Sainsbury's has released its interim results for the 28 weeks to 22 September 2018, revealing group sales of £16,884m, up 3.5%.
Retail sales (excluding fuel) increased by 1.2% and like-for-like sales (excluding fuel) rose by 0.6%.
Profit after tax stood at £144m, down 13% from £166m, reflecting further non-underlying charges relating to restructuring the firm's store management teams, Argos integration, Sainsbury’s Bank transition, and the proposed combination with Asda.
Food and general merchandise sales benefited from the hot summer as grocery sales grew by 1.2% and general merchandise sales grew 1.5%, with total food transactions up 0.6%, outperforming the market.
CEO Mike Coupe (pictured) said, “The market remains very competitive and we are transforming our business to meet rapidly changing customer needs. We have fundamentally changed how our 135,000 Sainsbury’s store managers and colleagues work and I would like to thank them for their ongoing hard work through this period.
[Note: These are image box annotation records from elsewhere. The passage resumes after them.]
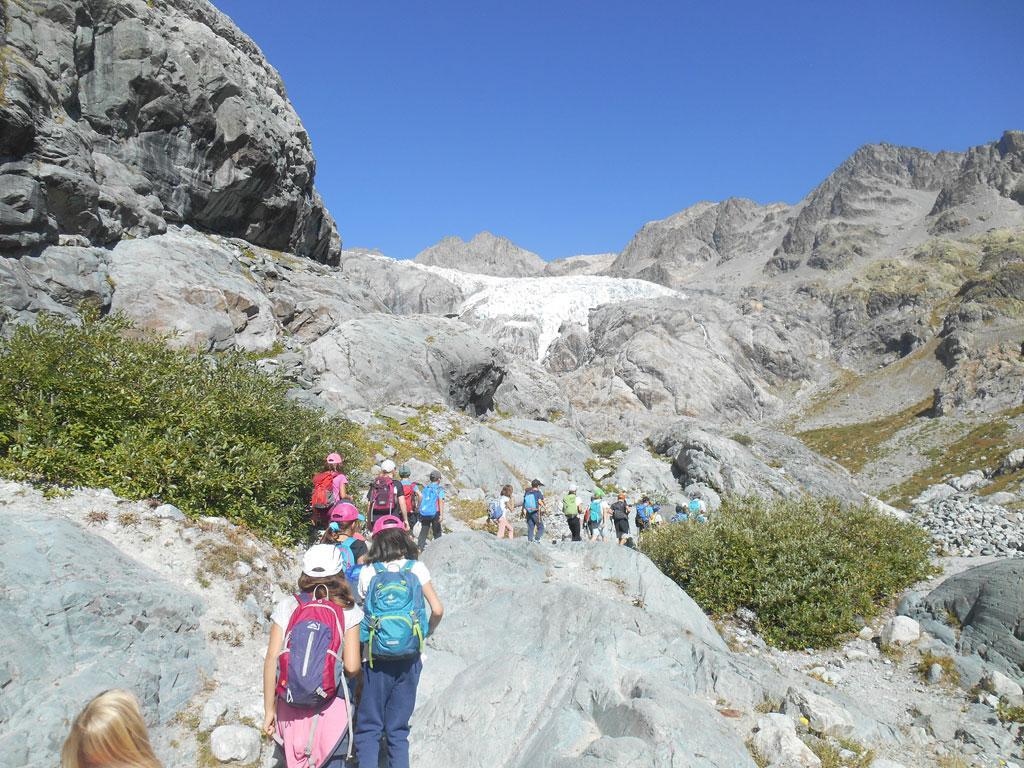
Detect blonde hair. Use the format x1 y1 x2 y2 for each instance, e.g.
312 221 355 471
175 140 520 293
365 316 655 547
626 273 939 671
60 688 163 768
“We have delivered a solid first half performance and profit has increased because we have delivered significant Argos synergies ahead of schedule. Sales of food and general merchandise were boosted by the hot summer, but general merchandise margins remain under pressure.'
Coupe continued, “Our strategy of offering customers a distinctive range of high quality and great value food has driven like-for-like sales growth at Sainsbury’s. Where we have invested to lower prices, volumes and transactions have increased.
“Our proposed combination with Asda will create a dynamic new player in UK retail, with the ability to further lower prices and to reduce the cost of living for millions of UK households. The Competition and Markets Authority is conducting its in-depth Phase Two review into the proposed combination and we continue to engage constructively with the CMA and Panel.”